The issue of misattributed parentage is not new, but our ability to discover it routinely is increasing in both quality and quantity as a result of high-throughput DNA sequencing technologies. This is further highlighted in situations, such as the case of baby Sally above, where the achievement of clarity about inheritance patterns (and hence about parentage) is core to the purpose of testing and determining a diagnosis. It is therefore crucial that genomic researchers and clinicians carefully consider how they will manage this unavoidable finding in the joint territory they increasingly inhabit. Both good research governance and good clinical practice demand consideration of the relative harms and benefits of disclosing information beyond the scope of the original inquiry. Clinical laboratories must carefully weigh the potential harms of testing genetic relatedness directly with the potential benefits of making a definitive diagnosis and facilitating reproductive counseling on a case-by-case basis. Ensuring that patients and families are aware of the possibility of revealing misattributed parentage before consenting for testing is also important for respecting individual autonomy and minimizing downstream harms.

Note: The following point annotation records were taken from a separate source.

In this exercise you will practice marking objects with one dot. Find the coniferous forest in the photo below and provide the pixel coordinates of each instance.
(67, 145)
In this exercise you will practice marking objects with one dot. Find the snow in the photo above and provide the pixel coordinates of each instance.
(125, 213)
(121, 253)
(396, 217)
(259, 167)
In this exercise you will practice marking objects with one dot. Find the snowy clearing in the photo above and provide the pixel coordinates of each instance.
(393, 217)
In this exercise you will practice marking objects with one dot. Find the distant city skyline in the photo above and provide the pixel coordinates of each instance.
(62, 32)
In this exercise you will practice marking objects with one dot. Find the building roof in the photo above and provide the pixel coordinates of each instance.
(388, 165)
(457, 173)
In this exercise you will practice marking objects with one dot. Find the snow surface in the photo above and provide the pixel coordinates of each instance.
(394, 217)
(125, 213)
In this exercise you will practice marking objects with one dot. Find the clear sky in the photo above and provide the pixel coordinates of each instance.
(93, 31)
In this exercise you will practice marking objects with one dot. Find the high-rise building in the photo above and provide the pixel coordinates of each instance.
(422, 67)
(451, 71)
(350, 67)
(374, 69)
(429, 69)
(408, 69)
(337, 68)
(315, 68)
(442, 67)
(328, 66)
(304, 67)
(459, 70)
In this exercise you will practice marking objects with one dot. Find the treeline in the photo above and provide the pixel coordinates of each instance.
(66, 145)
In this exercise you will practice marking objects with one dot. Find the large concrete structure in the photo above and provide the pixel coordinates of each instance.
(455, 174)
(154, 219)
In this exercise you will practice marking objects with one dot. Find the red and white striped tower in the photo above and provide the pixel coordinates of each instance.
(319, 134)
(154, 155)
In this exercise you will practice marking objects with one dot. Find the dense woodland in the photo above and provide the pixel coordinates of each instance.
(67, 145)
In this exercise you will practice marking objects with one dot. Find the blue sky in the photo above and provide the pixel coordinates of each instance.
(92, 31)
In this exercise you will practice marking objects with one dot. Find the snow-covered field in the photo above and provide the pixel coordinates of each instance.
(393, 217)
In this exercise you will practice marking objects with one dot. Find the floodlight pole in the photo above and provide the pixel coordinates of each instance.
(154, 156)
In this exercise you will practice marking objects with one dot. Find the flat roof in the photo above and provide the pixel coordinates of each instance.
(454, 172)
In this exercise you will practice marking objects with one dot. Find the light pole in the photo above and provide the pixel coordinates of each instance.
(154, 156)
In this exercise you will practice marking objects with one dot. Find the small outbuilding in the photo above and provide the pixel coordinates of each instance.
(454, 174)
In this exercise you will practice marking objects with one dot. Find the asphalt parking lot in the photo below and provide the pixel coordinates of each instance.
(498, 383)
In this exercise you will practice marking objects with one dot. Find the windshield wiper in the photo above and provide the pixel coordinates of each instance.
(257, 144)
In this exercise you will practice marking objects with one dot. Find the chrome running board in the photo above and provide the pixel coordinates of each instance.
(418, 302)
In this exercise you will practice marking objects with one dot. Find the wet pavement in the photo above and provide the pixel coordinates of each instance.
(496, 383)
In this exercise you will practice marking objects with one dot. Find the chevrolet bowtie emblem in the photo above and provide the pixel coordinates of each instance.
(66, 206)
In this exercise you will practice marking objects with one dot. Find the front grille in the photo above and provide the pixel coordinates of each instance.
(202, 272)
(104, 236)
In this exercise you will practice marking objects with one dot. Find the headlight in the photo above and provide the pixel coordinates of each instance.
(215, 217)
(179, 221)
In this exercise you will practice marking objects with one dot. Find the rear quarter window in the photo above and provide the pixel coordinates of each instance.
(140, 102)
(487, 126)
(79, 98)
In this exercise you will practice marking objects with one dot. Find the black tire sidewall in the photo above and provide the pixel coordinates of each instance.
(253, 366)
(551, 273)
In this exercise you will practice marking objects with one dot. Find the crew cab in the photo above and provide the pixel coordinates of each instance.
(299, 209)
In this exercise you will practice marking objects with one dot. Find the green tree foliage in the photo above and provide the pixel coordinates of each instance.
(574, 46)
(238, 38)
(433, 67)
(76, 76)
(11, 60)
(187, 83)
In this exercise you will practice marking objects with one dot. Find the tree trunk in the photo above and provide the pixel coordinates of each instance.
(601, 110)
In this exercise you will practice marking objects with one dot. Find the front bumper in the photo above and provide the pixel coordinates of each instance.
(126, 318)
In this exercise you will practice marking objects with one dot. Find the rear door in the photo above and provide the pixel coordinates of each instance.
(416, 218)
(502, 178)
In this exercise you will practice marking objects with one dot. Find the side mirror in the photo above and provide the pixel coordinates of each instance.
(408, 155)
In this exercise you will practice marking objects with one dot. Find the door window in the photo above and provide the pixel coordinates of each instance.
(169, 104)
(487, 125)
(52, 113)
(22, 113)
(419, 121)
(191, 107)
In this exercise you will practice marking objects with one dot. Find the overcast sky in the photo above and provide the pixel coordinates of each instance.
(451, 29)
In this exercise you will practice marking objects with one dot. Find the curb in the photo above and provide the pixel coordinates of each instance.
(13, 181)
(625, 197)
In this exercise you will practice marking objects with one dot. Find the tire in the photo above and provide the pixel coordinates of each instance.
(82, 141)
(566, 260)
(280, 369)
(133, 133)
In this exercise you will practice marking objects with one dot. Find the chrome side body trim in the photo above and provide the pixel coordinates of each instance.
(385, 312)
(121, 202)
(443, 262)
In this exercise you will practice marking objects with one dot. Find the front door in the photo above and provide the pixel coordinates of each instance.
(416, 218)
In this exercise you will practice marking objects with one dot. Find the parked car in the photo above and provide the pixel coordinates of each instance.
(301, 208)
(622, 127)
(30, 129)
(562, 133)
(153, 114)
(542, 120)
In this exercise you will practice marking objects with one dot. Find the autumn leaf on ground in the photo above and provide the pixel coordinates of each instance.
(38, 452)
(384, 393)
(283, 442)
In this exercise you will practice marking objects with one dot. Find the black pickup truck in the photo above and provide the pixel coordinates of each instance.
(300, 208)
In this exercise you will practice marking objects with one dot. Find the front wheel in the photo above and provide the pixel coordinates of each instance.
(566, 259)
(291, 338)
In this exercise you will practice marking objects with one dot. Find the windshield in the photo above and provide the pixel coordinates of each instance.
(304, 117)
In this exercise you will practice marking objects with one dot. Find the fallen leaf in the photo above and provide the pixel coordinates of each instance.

The fact that sensitive communication of information about misattributed parentage can be challenging is not a good enough reason to avoid such discussions.

Finally, the issue of misattributed parentage has wider implications for responsible data management. Since most genomic sequencing data are deposited into shared databases to facilitate research,23 perhaps the worst possible scenario would be a policy of nondisclosure of misattributed parentage to the clinical team and family, followed by unintentional disclosure and accidental discovery. Since it is an entirely anticipatable incidental finding, studies must therefore have a policy addressing the identification of misattributed parentage and an ethical framework for how the data will subsequently be handled.

In conclusion, for hybrid research studies that routinely use trio sequencing and communicate results to clinicians, difficulties will necessarily arise if there is an explicit nondisclosure policy relating to misattributed parentage. Researchers must take exceptional care not to inadvertently reveal such information, and clinicians must decide whether to adhere strictly to the study’s policy or use their clinical judgment on a case-by-case basis. Where the information has clear clinical utility and relates directly to the purpose of testing (such as reproductive counseling), we recommend this is discussed upfront during the consenting process, and suggest that future policies should allow for more case-specific judgment around disclosure.